She’d said she’d buy me a proper gift after my first birthday. “You never know if they’re going to make it.” My mother considered the second-hand romper, its scratchy polyester, and cried. It didn’t seem the right sort of gift for the first child of her youngest son. Coupled with the audacity to mention death to a new mother, those words solidified, and have been carried since.

Not so long ago, childhood here was synonymous with death. Gran lived through that. Sickness, poverty, war. There were no guarantees. Even by then, the 80s, things weren’t rosy. Infant mortality has gone down 67 per cent in the last 40 years. Parents once lived close to that shadow. Maybe to mention death now would be to invite it closer again.

HARRY choked and I felt the shadow. In Arlowe’s scream for his twin, in the gasping, I felt it. I momentarily glimpsed the unuttered bifurcated life hanging over this moment as I thumped his small back over, over, over, over. A frail little bird, four stone, all spine and scapula, not built for impact. But I thump with everything.

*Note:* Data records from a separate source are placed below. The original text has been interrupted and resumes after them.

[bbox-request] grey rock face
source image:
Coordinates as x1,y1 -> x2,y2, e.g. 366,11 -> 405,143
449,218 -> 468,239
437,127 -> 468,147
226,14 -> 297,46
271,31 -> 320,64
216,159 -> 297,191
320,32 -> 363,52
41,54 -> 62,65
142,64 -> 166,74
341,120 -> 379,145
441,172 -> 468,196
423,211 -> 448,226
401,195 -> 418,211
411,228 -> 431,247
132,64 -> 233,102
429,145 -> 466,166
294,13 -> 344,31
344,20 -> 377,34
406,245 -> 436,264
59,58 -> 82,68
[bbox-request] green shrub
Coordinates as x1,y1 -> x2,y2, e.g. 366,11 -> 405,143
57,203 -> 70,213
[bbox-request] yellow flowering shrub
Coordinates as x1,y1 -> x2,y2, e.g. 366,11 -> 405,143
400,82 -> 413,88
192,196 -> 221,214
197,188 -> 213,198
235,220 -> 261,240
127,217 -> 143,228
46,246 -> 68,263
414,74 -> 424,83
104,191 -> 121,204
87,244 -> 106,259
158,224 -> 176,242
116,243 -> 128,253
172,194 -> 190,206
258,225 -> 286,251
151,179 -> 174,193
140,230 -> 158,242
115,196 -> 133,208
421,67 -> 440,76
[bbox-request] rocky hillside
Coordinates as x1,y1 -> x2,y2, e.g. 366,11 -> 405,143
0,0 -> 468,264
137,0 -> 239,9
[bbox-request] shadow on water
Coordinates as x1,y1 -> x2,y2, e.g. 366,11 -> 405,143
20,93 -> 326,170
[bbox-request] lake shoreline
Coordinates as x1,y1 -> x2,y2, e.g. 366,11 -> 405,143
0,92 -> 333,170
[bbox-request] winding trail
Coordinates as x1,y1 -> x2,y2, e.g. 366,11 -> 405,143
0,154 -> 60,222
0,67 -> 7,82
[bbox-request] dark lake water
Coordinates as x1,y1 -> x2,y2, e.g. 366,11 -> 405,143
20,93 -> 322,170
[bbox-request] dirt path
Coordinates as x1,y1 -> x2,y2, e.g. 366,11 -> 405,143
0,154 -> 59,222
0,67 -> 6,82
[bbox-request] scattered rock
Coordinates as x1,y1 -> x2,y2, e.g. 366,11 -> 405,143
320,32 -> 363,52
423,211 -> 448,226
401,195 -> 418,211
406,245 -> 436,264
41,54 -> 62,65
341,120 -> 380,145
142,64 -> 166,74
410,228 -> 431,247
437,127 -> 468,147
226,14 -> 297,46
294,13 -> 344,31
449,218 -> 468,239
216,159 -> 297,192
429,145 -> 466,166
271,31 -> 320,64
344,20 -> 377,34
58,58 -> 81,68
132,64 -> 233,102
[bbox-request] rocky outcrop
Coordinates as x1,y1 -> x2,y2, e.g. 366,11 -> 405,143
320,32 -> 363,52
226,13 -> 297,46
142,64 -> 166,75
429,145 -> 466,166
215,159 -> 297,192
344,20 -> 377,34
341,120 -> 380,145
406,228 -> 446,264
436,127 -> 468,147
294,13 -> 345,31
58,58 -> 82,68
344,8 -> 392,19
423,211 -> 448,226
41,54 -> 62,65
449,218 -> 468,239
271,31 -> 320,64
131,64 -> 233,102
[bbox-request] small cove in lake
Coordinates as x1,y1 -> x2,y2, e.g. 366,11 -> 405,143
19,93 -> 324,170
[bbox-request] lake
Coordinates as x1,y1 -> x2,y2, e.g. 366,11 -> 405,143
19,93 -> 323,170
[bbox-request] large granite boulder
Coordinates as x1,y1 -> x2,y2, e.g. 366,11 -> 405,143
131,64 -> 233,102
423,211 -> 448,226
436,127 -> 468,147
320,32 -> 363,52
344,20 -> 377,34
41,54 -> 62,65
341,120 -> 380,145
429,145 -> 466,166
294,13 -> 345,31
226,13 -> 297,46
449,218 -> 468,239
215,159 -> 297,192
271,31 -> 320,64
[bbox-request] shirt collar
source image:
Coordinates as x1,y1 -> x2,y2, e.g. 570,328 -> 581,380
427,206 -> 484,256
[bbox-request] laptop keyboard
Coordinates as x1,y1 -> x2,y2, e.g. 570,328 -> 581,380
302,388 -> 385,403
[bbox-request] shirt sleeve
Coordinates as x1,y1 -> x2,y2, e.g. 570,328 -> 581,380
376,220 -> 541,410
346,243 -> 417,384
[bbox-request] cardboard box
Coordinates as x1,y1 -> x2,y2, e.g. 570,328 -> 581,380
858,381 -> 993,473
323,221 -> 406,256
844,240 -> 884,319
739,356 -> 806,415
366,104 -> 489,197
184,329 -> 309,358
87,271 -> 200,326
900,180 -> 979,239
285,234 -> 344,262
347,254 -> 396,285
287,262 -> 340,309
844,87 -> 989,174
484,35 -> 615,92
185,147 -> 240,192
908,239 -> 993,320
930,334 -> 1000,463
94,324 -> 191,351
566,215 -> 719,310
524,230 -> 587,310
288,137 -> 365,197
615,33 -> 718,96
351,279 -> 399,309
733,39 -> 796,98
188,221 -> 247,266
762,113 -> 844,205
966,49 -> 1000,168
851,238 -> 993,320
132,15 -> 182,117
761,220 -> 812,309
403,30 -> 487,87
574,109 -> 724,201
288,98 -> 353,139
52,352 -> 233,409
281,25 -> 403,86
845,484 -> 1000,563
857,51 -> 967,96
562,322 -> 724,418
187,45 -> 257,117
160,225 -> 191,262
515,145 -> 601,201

This isn’t it. It can’t be. Not yet, I think, as the past balloons and gets in the way of the bits that are supposed to remember what to do. Thump again and again. He’s an ice sheet, cracked, threatening to break off and float away from me, from his twin, from the grey semi with the squash-faced cat and the sausage dog. This is what fear feels like. The fully formed kind, solidified and contoured by proximity to that unimaginable pain, the loss of a child. Don’t die. Please, don’t die. “I’ve got you, don’t panic, I’m here.” Where did those words come from?

Usually, the space between breaths lasts a second. To watch it stretch out with each passing second is to lose all connection to reality. The universe unwinds itself, loses its orders, its rhythms, its predictable sequence of the quotidian parts of human existence. The future recedes, the world beyond this moment clouds like a cataract in front of you.

Thump.

It popped out, and a suck of air, in, in, in. I hold his little face in my hands searching for confirmation that it’s over. Yes. But there was no ricochet. Steel ball, wooden floors. Where the hell is it? Hours later it’d be there on an X-ray, solid black against the map of his little bones. Below the diaphragm. Not in the lungs. Good news. Just bruises and an anecdote. Good news.

So we went home. Harry and I reunited with the rest who’d been waiting for so long, we squeezed together, a hug like a lettuce, arms wrapped around in layers. We went to bed together. All five sardined in, toes brushing toes, fingers interlocked, nose-to-nose, nose-to-ear, nose to hair. We held one another until each small thing drifted off in turn.

And so it was that I pictured my children, in the now and in the what if. In the mirrorverse where our bad times are good, and our happy endings are our greatest sadnesses. I searched for the gentle, rhythmic suck of their sleeping breath, and found it, listening to its music, reassuring as a heartbeat. It made me grateful. Grateful for the hogged duvet. Grateful for teeth grinding to my left, snoring to my right, the foot in my ribs. What precious gifts, every one.